A Hybrid Training-time and Run-time Defense Against Adversarial Attacks in Modulation Classification
Lu Zhang, Sangarapillai Lambotharan, Gan Zheng, Guisheng Liao, Ambra Demontis, Fabio Roli
TL;DR
The paper tackles the vulnerability of deep learning–based automatic modulation classification (AMC) to adversarial examples in white-box settings. It introduces a hybrid defense (HTRD) that combines Customized Adversarial Training (CAT) with adaptive perturbation budgets $\epsilon_i$ and adaptive label smoothing $\tilde{y}_i$, and a run-time neural rejection (NR) detector based on an $\text{RBF}$-SVM trained on last-layer features, with a rejection threshold $S_0$ and a white-box attack constrained by $||x-x'||_2 \le \varepsilon$ where $\varepsilon = \sqrt{PNR \cdot \|x\|_2^2 /(SNR+1)}$. The CAT training enlarges the input-space margin, yielding clearer class separation at the last feature layer and a larger rejection region, while the NR detector provides a guard against low-confidence misclassifications.
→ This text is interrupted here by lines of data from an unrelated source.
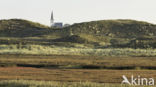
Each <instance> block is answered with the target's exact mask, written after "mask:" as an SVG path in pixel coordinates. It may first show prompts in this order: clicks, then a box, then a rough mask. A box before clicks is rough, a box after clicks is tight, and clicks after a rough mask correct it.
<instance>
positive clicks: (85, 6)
mask: <svg viewBox="0 0 156 87" xmlns="http://www.w3.org/2000/svg"><path fill="white" fill-rule="evenodd" d="M155 4H156V0H0V19H12V18H18V19H26V20H30V21H34V22H39V23H41V24H45V25H50V16H51V12H52V11H53V12H54V19H55V22H63V23H68V24H73V23H80V22H88V21H96V20H109V19H134V20H139V21H147V22H150V23H154V24H156V5H155Z"/></svg>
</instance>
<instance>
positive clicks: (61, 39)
mask: <svg viewBox="0 0 156 87" xmlns="http://www.w3.org/2000/svg"><path fill="white" fill-rule="evenodd" d="M155 30H156V25H154V24H150V23H147V22H142V21H135V20H102V21H92V22H85V23H79V24H74V25H72V26H68V27H65V28H61V29H59V28H57V29H55V28H49V27H47V26H44V25H41V24H39V23H35V22H31V21H27V20H22V19H10V20H0V37H1V38H2V37H8V38H9V40H7V39H3V41H2V42H0V44H7V43H9V44H15V41H14V39H12V38H13V37H14V38H15V37H16V39H17V41H18V43H27V44H28V43H30V44H39V45H40V44H44V45H45V44H46V45H51V44H52V45H58V44H59V45H61V46H62V45H63V46H64V44H69V45H70V44H75V43H76V44H84V45H88V46H90V47H91V48H135V49H137V48H141V49H143V48H156V45H155V44H156V38H155V36H156V32H155ZM21 37H24V38H25V40H23V38H22V39H21ZM1 38H0V39H1ZM27 40H28V41H27ZM38 42H39V43H38ZM60 42H61V43H62V44H60ZM65 46H66V45H65Z"/></svg>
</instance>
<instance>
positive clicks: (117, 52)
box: [0, 44, 156, 56]
mask: <svg viewBox="0 0 156 87" xmlns="http://www.w3.org/2000/svg"><path fill="white" fill-rule="evenodd" d="M68 46H69V47H67V46H66V47H64V46H55V45H51V46H44V45H21V44H18V45H0V49H1V51H0V54H36V55H97V56H156V50H155V49H132V48H124V49H120V48H116V49H114V48H107V49H92V48H88V47H85V46H84V45H77V46H74V47H70V46H71V45H68Z"/></svg>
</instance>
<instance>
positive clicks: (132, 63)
mask: <svg viewBox="0 0 156 87" xmlns="http://www.w3.org/2000/svg"><path fill="white" fill-rule="evenodd" d="M119 60H120V61H119ZM0 66H1V67H9V66H19V67H35V68H47V67H48V68H55V69H116V70H126V69H129V70H138V69H140V70H142V69H148V70H156V58H155V57H105V56H70V55H66V56H65V55H49V56H43V55H7V54H6V55H0Z"/></svg>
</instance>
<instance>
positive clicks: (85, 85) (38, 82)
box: [0, 80, 152, 87]
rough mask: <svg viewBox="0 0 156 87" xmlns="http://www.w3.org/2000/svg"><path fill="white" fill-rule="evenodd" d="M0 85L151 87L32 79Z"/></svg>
mask: <svg viewBox="0 0 156 87" xmlns="http://www.w3.org/2000/svg"><path fill="white" fill-rule="evenodd" d="M0 87H152V86H129V85H121V84H102V83H101V84H100V83H91V82H73V83H69V82H66V83H63V82H62V83H61V82H50V81H32V80H5V81H0Z"/></svg>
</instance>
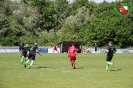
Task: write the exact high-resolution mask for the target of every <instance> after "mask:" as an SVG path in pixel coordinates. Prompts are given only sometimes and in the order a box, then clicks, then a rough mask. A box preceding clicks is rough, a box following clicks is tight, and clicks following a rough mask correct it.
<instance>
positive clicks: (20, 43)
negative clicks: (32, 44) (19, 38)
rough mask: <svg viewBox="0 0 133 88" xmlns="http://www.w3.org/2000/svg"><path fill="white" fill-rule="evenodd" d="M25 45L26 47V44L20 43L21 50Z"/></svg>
mask: <svg viewBox="0 0 133 88" xmlns="http://www.w3.org/2000/svg"><path fill="white" fill-rule="evenodd" d="M23 47H24V44H23V43H20V44H19V51H20V50H22V49H23Z"/></svg>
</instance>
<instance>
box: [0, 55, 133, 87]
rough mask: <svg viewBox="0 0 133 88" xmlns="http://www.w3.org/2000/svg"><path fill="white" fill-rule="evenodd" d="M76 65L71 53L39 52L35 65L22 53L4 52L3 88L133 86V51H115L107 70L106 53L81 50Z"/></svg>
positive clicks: (3, 57) (3, 56)
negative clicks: (70, 60) (128, 52)
mask: <svg viewBox="0 0 133 88" xmlns="http://www.w3.org/2000/svg"><path fill="white" fill-rule="evenodd" d="M78 56H79V57H78V58H77V60H76V68H77V69H72V68H71V67H70V62H69V59H68V57H67V54H42V56H39V55H37V56H36V61H35V64H34V65H33V66H32V68H31V69H28V67H27V68H24V67H23V65H22V66H20V64H19V63H20V57H19V54H16V53H14V54H12V53H4V54H0V88H132V87H133V83H132V79H133V69H132V67H133V59H132V58H133V54H115V55H114V58H113V60H112V62H114V63H115V67H114V68H113V67H112V66H110V67H109V71H105V65H106V64H105V58H106V54H98V55H95V54H78Z"/></svg>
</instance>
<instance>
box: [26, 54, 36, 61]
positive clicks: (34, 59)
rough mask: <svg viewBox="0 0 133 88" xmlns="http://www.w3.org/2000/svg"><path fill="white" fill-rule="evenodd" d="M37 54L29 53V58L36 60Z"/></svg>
mask: <svg viewBox="0 0 133 88" xmlns="http://www.w3.org/2000/svg"><path fill="white" fill-rule="evenodd" d="M35 56H36V55H35V54H29V56H28V58H29V59H31V60H34V61H35Z"/></svg>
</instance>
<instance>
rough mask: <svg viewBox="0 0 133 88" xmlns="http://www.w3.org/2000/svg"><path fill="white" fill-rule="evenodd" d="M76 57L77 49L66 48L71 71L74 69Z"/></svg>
mask: <svg viewBox="0 0 133 88" xmlns="http://www.w3.org/2000/svg"><path fill="white" fill-rule="evenodd" d="M76 55H77V49H76V48H75V47H74V45H72V46H71V47H69V48H68V57H69V58H70V63H71V66H72V67H73V69H76V62H75V60H76Z"/></svg>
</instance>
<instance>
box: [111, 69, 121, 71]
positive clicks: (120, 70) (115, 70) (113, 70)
mask: <svg viewBox="0 0 133 88" xmlns="http://www.w3.org/2000/svg"><path fill="white" fill-rule="evenodd" d="M121 70H122V69H116V70H110V71H121Z"/></svg>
On the RML2016.10a dataset, CAT outperforms LS-GNA in DNN defenses, and the combined HTRD approach outperforms prior two-fold defenses and NR-based schemes, achieving higher robustness with minimal loss in benign accuracy. The results suggest that jointly optimizing training-time robustness with a run-time rejection mechanism can meaningfully strengthen modulation classification in adversarial environments, with practical implications for secure cognitive radio and related wireless systems. The methodology leverages $\epsilon_i$-based adaptive adversarial training, adaptive label smoothing, and SVM-based anomaly rejection to raise the cost and difficulty of successful attacks.
Abstract
Motivated by the superior performance of deep learning in many applications including computer vision and natural language processing, several recent studies have focused on applying deep neural network for devising future generations of wireless networks. However, several recent works have pointed out that imperceptible and carefully designed adversarial examples (attacks) can significantly deteriorate the classification accuracy. In this paper, we investigate a defense mechanism based on both training-time and run-time defense techniques for protecting machine learning-based radio signal (modulation) classification against adversarial attacks. The training-time defense consists of adversarial training and label smoothing, while the run-time defense employs a support vector machine-based neural rejection (NR). Considering a white-box scenario and real datasets, we demonstrate that our proposed techniques outperform existing state-of-the-art technologies.